PANAMA CITY
- As the fast-talking, big-money barons of a
full-throttle property boom noisily transform
Panama City's bayfront skyline into a shiny facsimile
of Miami's, a different sort of developer is
quietly revitalizing the city's crumbling, charming
old quarter nearby.
Panama City's casco antiguo, as the old quarter
is known, is home to 780 historic but mostly
dilapidated buildings, from Spanish colonial
dungeons and churches to French and American
townhouses with wrought-iron balconies built
a century ago during the construction of the
Panama Canal.
Its narrow streets and cobbled plazas evoke
Panama's storied past and present - the conquistadors
and missionaries, the engineers, money-launderers,
and spies. The casco's palpable history of intrigue
has lured Hollywood for such atmospheric productions
as John le Carré's "The Tailor of
Panama." Today, ordinary working people
live here amid genteel decline and know their
neighbors on a first-name basis.
That magic captured the imagination of K.C.
Hardin, an entrepreneurial young American. Hardin,
33, is a leading player in giving the mildewed
old quarter a long-overdue facelift, while making
sure it retains its local flavor and its longtime
residents.
There are few places in Latin America where
the push-and-pull between urban modernization
and historical preservation, and between high-priced
developments and affordable housing, is as stark
as in Panama City. Many developers would eagerly
raze the casco's decaying properties to make
way for more luxury skyscrapers with prime water
views.
The area's 100 acres are protected by zoning
laws and building restrictions that are practically
nonexistent elsewhere in the city, and the casco
was named a world heritage site by UNESCO, the
cultural arm of the United Nations. But next
to nothing was being done to restore disintegrating
private properties.
Hardin, then a corporate lawyer in his 20s with
a top New York firm, came to Panama in 2003 to
surf. He liked it so much, he bought what he
called the "grungy surfer s hostel" where
he was staying and remained behind to run it.

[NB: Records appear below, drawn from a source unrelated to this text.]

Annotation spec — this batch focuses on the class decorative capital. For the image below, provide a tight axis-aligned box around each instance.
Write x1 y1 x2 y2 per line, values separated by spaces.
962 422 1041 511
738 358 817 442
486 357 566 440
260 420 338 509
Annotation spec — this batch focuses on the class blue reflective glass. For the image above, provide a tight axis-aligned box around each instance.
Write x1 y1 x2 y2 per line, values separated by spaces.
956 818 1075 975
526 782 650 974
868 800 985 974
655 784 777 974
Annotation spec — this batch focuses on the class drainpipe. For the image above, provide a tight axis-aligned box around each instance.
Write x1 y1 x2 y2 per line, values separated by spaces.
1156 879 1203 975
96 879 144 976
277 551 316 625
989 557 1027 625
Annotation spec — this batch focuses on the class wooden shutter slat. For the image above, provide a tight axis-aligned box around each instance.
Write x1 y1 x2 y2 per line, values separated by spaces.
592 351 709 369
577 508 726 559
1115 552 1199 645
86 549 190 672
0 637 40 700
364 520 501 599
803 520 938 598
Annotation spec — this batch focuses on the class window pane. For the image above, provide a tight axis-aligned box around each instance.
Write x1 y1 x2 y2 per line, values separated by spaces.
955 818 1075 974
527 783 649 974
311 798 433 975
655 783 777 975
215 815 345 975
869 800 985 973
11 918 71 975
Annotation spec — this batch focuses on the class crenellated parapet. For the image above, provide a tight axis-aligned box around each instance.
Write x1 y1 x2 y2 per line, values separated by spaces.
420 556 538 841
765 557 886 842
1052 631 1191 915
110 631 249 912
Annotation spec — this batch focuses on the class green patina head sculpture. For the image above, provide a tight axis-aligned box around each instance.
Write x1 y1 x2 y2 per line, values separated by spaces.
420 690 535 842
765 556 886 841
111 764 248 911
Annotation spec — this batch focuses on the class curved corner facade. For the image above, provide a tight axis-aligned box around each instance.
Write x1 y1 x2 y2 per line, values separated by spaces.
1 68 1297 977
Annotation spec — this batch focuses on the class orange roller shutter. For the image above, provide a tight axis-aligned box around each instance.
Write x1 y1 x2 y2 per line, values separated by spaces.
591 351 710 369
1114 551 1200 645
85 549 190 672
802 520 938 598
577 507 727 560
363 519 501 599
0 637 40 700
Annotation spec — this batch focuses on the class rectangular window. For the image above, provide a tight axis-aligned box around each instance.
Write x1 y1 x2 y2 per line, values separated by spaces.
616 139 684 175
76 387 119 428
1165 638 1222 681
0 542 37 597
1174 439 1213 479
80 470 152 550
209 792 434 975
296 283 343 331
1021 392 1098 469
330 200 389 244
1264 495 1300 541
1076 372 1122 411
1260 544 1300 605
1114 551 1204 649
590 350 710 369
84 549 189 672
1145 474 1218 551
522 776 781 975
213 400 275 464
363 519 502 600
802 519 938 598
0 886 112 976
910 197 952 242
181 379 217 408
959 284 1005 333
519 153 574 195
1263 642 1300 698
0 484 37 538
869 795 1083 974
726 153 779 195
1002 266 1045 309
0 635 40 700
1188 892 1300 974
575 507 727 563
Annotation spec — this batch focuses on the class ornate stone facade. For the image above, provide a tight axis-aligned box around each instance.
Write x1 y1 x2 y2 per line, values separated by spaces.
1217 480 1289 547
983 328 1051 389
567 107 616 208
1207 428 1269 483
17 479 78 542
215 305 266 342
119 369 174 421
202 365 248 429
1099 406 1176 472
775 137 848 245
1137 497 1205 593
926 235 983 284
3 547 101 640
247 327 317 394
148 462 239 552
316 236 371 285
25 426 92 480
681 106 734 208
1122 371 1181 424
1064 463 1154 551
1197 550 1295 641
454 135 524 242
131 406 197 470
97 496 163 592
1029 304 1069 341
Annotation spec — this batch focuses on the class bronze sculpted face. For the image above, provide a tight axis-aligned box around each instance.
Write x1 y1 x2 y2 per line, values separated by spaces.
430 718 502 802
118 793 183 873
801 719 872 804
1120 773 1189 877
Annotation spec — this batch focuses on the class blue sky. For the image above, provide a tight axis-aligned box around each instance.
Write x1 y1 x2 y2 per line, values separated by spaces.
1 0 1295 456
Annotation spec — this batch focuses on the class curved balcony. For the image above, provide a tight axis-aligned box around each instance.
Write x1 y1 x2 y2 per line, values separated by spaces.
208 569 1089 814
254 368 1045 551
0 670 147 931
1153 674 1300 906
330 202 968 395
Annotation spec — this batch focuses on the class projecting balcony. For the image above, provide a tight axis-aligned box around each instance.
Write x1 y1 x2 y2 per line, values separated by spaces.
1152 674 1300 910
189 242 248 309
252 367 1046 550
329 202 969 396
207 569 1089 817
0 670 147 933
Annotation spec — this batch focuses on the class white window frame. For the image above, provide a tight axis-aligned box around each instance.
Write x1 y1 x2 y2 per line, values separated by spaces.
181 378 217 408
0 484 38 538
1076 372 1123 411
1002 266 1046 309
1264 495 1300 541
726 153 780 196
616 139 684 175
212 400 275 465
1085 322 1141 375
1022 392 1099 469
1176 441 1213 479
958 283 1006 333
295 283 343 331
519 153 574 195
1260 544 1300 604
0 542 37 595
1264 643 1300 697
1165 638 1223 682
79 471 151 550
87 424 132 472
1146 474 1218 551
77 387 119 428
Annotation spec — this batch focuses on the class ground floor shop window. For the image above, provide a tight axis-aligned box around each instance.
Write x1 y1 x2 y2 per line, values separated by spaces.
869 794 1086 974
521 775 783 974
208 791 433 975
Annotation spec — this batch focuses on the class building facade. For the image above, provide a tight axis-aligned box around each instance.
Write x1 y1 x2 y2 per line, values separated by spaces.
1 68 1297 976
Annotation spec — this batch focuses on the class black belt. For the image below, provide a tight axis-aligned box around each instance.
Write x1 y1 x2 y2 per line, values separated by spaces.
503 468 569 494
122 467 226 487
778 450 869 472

Yearning to start a business to "make good
money, do no harm, and be creative," he
saw his chance when he visited the old quarter.
Hardin's family owned a major real estate brokerage
in south Florida, and he had seen "Miami
transformed from a ghetto to what it is today."
Amid the casco's crumbling facades, he saw a
real estate opportunity. He fell in love with
the eclectic architecture and the neighborhood's
strong sense of community -- and with a Panamanian
named Patrizia Pinzón.
A business school graduate who worked in Panama
with the Smithsonian in public outreach, Pinzón
had previously danced with the national ballet
at the neoclassical Teatro Nacional in the heart
of the old quarter, and shared Hardin's vision
to see the neighborhood restored. Now 30, she
runs the brokerage arm of the property development
company Hardin founded two years ago, Grupo Archipelago
.
Once the domain of the elite, old quarters throughout
Latin America began to decline in the 1930s,
as the popularity of cars made navigating narrow
streets impractical. The rich began to move into
suburbs, and their city homes fell into disrepair.
Panama's casco is slightly smaller than the
heavily commercialized old town in San Juan and
half the size of the colonial walled city in
Cartagena, Colombia, which is also enjoying a
renaissance and restoration.
As he purchases and rehabilitates properties,
Hardin's guiding philosophy is to be "environmentally
and socially responsible" to create low-income
housing for casco residents at the same time
that he makes luxury condos to turn a profit.
Hardin lived through the gentrification of old
neighborhoods in Miami, Los Angeles, and New
York, and shuddered at the thought of pricing
locals out of their homes. When gentrification
forces out the locals, " you lose human
memory and feeling," he said, sipping mineral
water at a renovated restaurant around the corner
from the home of salsa singer Rubén Blades,
now Panama's minister of tourism.
Hardin converted the old National Music Conservatory
into lofts for artists and scientists on limited
incomes. He recently finished a building of two-bedroom,
500- to 600-square-foot apartments with sea views
for $36,000, available to low-income residents
of the old quarter being forced out by other
developers.
Now backed by a group of investors, his new
company, Conservatorio S.A., is converting an
old sweatshop into 10 luxury apartments with
a pool, Italian kitchens, bamboo floors, high-speed
Internet -- and sale prices of between $300,000
and $800,000.
The upward and outward urban sprawl underway
in the rest of Panama City distresses Hardin.
"Fortunately, the old city is not the Wild,
Wild West; there are regulations. The buildings
here are at a perfectly human scale," he
said. Best of all, "everyone knows each
other by name and we look out for each other."